Journal:The NOMAD Artificial Intelligence Toolkit: Turning materials science data into knowledge and understanding

Full article title	The NOMAD Artificial Intelligence Toolkit: Turning materials science data into knowledge and understanding
Journal	npj Computational Materials
Author(s)	Sbailò, Luigi; Fekete, Ádám; Ghiringhelli, Luca M.; Scheffler, Matthias
Author affiliation(s)	Humboldt-Universität zu Berlin, Max-Planck-Gesellschaft
Primary contact	Email: ghiringhelli at fhi dash berlin dot mpg dot de
Year published	2022
Volume and issue	8
Article #	250
DOI	10.1038/s41524-022-00935-z
ISSN	2057-3960
Distribution license	Creative Commons Attribution 4.0 International
Website	https://www.nature.com/articles/s41524-022-00935-z
Download	https://www.nature.com/articles/s41524-022-00935-z.pdf (PDF)

This article should be considered a work in progress and incomplete. Consider this article incomplete until this notice is removed.

Abstract

We present the Novel Materials Discovery (NOMAD) Artificial Intelligence (AI) Toolkit, a web-browser-based infrastructure for the interactive AI-based analysis of materials science data under FAIR (findable, accessible, interoperable, and reusable) data principles. The AI Toolkit readily operates on FAIR data stored in the central server of the NOMAD Archive, the largest database of materials science data worldwide, as well as locally stored, user-owned data. The NOMAD Oasis, a local, stand-alone server can also be used to run the AI Toolkit. By using Jupyter Notebooks that run in a web-browser, the NOMAD data can be queried and accessed; data mining, machine learning (ML), and other AI techniques can then be applied to analyze them. This infrastructure brings the concept of reproducibility in materials science to the next level by allowing researchers to share not only the data contributing to their scientific publications, but also all the developed methods and analytics tools. Besides reproducing published results, users of the NOMAD AI Toolkit can modify Jupyter Notebooks toward their own research work.

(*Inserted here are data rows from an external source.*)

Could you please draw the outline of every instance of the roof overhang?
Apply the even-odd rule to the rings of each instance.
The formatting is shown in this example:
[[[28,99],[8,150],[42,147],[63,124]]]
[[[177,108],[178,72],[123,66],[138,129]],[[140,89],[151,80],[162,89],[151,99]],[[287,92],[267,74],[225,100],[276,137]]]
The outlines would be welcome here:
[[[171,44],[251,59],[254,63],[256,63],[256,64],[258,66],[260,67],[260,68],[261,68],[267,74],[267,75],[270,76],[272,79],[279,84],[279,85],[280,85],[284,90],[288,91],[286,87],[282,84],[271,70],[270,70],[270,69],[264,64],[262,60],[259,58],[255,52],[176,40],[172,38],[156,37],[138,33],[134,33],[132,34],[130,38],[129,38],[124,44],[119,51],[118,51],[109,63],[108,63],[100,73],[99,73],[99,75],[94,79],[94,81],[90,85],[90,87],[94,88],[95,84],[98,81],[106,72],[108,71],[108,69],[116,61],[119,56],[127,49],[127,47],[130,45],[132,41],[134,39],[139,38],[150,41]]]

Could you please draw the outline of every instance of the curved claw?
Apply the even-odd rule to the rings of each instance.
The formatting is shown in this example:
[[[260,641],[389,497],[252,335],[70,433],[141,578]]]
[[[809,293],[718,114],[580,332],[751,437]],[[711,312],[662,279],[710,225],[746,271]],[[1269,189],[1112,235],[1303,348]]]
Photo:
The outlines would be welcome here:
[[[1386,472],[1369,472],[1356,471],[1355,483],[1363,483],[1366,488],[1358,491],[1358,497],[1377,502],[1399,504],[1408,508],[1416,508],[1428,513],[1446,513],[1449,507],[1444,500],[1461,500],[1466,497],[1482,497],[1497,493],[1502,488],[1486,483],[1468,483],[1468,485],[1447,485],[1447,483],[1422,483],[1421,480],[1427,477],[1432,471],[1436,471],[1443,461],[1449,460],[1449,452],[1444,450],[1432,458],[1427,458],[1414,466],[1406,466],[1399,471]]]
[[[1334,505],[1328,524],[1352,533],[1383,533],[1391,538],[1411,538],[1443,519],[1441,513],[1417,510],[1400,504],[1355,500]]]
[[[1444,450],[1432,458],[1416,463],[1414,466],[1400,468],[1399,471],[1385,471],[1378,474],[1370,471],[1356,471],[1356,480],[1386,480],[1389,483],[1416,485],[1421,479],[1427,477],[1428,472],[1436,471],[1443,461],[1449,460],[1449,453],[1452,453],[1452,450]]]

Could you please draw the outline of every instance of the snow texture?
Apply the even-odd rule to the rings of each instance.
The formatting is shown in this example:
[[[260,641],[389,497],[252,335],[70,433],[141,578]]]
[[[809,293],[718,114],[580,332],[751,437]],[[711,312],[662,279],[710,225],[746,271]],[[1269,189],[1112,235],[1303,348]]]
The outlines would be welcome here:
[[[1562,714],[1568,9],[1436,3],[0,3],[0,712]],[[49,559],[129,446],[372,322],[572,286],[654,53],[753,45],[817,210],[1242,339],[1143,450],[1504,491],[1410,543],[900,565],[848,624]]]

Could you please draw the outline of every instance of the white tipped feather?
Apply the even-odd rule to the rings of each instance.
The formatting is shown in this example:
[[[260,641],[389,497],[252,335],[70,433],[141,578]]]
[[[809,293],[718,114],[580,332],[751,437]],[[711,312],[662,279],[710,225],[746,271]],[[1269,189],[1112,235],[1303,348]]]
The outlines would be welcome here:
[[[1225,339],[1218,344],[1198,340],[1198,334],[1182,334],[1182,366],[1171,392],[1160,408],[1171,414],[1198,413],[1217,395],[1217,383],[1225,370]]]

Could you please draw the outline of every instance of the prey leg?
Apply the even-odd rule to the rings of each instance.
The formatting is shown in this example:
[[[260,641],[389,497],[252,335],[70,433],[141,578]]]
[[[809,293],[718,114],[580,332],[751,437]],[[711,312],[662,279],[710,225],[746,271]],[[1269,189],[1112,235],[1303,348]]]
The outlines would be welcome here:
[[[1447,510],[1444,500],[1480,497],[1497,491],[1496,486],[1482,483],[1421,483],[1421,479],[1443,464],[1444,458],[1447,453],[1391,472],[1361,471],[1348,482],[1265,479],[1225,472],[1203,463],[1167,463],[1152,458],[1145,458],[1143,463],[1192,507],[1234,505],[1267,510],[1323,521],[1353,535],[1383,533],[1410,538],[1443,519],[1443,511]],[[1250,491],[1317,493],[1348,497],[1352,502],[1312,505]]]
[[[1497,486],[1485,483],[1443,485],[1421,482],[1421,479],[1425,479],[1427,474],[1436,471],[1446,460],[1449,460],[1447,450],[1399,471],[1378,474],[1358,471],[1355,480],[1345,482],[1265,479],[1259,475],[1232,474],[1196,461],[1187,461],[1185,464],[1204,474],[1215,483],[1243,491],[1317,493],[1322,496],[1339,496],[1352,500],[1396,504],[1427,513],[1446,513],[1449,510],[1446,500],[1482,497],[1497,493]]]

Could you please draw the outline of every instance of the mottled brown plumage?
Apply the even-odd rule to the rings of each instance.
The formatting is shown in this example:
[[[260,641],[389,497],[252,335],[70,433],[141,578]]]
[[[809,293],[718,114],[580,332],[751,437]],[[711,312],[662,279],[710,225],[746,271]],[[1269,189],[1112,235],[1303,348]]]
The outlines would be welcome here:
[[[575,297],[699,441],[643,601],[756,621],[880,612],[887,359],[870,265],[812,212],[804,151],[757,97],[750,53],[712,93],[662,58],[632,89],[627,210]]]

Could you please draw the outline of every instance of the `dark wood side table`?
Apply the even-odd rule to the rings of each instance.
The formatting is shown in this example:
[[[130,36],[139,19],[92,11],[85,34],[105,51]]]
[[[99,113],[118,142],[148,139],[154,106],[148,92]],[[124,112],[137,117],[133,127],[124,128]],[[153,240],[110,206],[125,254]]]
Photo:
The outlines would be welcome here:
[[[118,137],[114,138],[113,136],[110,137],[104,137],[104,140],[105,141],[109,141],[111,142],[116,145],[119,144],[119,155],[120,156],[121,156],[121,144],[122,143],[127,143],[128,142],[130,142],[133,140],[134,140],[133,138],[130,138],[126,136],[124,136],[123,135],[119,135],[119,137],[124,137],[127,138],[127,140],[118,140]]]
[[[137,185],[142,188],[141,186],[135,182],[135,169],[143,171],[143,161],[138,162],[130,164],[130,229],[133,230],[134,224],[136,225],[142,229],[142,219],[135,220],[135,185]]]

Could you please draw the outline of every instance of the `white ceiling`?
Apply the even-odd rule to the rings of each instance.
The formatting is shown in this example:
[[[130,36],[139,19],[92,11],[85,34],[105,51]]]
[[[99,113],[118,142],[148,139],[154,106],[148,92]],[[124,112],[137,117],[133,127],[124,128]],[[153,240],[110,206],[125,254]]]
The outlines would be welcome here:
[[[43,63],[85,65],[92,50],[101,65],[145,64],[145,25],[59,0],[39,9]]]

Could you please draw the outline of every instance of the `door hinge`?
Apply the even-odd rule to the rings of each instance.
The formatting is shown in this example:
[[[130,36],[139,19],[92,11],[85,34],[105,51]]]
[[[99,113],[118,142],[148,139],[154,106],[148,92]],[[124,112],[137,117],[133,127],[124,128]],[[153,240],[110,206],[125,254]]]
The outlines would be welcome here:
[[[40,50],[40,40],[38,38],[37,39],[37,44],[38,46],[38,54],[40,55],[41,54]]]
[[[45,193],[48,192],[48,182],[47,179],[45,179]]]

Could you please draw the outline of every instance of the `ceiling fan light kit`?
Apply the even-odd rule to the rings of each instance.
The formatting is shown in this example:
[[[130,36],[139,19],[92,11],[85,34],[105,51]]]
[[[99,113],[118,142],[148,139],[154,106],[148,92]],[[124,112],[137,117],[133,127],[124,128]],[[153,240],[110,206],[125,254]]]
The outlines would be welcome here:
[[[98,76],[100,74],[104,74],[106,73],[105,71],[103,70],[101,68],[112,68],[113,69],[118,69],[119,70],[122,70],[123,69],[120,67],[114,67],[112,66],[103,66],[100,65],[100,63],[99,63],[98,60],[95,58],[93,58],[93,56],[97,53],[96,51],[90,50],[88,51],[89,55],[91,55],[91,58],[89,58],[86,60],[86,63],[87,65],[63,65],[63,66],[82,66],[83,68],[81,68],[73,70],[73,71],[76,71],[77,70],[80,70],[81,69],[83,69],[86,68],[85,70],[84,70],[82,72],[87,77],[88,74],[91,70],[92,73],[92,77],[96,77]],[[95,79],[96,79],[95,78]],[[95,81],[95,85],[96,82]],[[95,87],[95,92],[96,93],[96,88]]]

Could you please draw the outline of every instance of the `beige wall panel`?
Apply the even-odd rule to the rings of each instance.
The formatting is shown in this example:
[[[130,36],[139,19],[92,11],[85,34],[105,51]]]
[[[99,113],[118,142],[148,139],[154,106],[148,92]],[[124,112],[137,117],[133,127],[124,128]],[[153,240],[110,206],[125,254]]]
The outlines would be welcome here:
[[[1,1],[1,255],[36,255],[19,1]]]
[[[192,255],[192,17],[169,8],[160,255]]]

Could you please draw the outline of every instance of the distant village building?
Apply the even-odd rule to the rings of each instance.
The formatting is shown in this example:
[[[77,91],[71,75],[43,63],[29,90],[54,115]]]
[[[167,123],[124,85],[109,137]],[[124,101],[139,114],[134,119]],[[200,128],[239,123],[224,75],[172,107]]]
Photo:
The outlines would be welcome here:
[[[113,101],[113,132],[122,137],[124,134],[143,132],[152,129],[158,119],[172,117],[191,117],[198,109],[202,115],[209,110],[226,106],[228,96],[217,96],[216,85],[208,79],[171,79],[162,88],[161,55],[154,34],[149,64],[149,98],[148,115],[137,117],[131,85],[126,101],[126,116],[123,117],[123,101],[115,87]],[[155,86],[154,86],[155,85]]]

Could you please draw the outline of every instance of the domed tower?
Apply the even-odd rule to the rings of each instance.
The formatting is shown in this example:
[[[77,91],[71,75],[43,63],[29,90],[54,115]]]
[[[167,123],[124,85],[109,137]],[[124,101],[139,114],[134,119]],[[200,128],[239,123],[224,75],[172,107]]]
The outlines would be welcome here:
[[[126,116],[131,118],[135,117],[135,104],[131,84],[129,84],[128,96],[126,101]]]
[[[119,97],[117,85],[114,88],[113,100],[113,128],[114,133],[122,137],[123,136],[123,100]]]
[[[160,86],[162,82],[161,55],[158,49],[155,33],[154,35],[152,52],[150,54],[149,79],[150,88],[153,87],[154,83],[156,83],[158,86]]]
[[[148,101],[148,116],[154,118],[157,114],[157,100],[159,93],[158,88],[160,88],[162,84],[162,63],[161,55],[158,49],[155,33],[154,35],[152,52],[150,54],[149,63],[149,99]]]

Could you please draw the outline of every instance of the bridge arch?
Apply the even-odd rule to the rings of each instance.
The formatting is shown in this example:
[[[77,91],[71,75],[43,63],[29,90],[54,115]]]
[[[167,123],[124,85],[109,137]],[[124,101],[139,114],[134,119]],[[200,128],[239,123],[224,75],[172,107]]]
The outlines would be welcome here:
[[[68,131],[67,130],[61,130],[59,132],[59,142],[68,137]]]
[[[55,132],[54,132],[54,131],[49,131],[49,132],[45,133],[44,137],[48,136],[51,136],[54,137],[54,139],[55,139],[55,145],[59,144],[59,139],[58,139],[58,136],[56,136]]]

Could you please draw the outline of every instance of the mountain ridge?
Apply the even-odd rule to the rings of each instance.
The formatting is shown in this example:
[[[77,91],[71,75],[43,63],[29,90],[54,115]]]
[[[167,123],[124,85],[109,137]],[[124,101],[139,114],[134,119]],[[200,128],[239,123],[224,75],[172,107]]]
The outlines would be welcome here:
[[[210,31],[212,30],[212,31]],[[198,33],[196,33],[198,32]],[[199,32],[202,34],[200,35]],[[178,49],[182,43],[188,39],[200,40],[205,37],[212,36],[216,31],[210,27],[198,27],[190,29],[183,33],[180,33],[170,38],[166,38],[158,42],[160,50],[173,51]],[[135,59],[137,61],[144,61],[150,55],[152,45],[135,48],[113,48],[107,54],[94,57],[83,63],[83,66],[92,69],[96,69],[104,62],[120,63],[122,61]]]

Keywords: computational methods, theory and computation, artificial intelligence, materials science, FAIR principles

Introduction

Data-centric science has been identified as the fourth paradigm of scientific research. We observe that the novelty introduced by this paradigm is twofold. First, we have seen the creation of large, interconnected databases of scientific data, which are increasingly expected to comply with the so-called FAIR principles [1] of scientific data management and stewardship, meaning that the data and related metadata need to be findable, accessible, interoperable, and reusable (or repurposable, or recyclable). Second, we have seen growing use of artificial intelligence (AI) algorithms, applied to scientific data, in order to find patterns and trends that would be difficult, if not impossible, to identify by unassisted human observation and intuition.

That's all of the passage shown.